While the mechanics haven't aged particularly well, Ecco still looks fantastic, just as it did 20 years ago, when Sega used it to prove their little box could pump out graphics just as impressive as the Super Nintendo's. As expected, the retro gaming devotees over at M2 have preserved the beauty of Ecco perfectly, adding optional 3D modes that -- similar to their remake of Sonic the Hedgehog -- produce an effect much more convincing (and far less painful) than most other developers' efforts. This port also includes a "classic" visual mode that places a blurry, convex, CRT filter over the game, which really isn't the best choice if you'd like to take in Ecco's beautiful spritework.
Along with the standard save/load feature, choice between Genesis 1 and 2 emulation, and the ability to select the International or Japanese version of the game -- all basic M2 additions at this point -- 3D Ecco also contains a tacit admission of the game's frustrating nature with something called "Super Dolphin Mode." When turned on, this mode basically acts as an invincibility code, rendering Ecco invulnerable to enemies and without any need to refill his oxygen meter.

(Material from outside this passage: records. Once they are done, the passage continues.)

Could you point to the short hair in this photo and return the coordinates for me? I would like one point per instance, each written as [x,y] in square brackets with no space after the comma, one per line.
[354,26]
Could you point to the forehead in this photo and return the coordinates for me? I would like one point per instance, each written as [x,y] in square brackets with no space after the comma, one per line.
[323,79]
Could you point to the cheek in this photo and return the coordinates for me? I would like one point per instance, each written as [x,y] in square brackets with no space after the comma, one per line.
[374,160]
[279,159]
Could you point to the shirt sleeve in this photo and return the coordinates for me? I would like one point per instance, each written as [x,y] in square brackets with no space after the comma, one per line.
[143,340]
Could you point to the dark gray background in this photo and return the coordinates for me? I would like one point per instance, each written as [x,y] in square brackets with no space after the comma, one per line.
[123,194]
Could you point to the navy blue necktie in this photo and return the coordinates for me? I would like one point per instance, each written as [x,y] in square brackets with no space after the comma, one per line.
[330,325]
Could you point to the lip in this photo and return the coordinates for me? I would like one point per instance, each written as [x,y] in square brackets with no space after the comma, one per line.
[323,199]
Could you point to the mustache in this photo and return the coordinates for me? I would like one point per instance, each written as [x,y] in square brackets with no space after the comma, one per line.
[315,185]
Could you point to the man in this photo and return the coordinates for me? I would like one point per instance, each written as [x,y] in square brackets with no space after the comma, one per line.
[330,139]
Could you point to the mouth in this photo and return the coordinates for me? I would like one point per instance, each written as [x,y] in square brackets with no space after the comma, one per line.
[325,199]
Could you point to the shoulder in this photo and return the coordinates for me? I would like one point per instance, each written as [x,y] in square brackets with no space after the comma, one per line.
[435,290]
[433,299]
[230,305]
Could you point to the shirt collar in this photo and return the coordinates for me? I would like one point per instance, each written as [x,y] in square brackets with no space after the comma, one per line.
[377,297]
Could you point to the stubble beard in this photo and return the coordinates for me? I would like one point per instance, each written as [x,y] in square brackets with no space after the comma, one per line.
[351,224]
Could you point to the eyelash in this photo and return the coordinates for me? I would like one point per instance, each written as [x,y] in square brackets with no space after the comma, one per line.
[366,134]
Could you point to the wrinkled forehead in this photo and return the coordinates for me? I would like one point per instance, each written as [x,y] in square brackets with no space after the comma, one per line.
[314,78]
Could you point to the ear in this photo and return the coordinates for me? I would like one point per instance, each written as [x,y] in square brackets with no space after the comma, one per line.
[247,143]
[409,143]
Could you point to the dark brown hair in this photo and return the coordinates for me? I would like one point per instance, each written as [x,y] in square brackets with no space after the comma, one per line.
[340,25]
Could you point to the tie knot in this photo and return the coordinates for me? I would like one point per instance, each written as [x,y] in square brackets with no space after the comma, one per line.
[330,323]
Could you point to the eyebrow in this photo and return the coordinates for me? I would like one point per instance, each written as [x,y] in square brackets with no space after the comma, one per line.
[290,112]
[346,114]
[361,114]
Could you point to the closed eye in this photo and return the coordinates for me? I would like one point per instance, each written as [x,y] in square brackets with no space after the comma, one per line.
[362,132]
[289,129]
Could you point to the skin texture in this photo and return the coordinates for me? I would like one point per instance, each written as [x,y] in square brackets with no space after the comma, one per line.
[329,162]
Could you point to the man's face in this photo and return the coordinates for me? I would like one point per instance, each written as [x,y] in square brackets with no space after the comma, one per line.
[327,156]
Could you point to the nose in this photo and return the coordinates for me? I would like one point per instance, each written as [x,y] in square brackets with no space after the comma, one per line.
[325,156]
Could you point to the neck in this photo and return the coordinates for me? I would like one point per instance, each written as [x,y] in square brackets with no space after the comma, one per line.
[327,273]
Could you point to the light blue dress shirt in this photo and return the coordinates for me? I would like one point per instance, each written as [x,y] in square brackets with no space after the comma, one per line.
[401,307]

A smart addition, but playing as an indestructible Ecco feels kind of empty, even if the core game rarely shows mercy. It'd be nice to have some middle ground, but as it stands, 3D Ecco leaves you with two options: easy-as-cake or tough-as-nails.
Ecco was always meant to be a visual showpiece above all else, and even 20 years later, it still does an amazing job at looking good. But the game itself hasn't aged incredibly well, and the fact that its uglier peers outpaced Ecco in gameplay decades ago is all the more apparent with this re-release. It may sound obvious, but if you didn't like Ecco before, 3D Ecco the Dolphin isn't going to change your mind.
- Visuals: The 2D art of Ecco is preserved perfectly, with 3D modes that add subtle depth and texture to the underwater environments.
- Sound: The noodly, meandering soundtrack tries its best, but it's often at odds with the game's frantic nature.
- Interface: As expected from M2, the options of Ecco the Dolphin are presented in clean, well-organized menu. Again, though, they could do a better job of explaining the significance behind some of them.
- Lasting Appeal: Ecco's confusing, underwater caverns offer a complex environment to explore -- but only if you have the patience.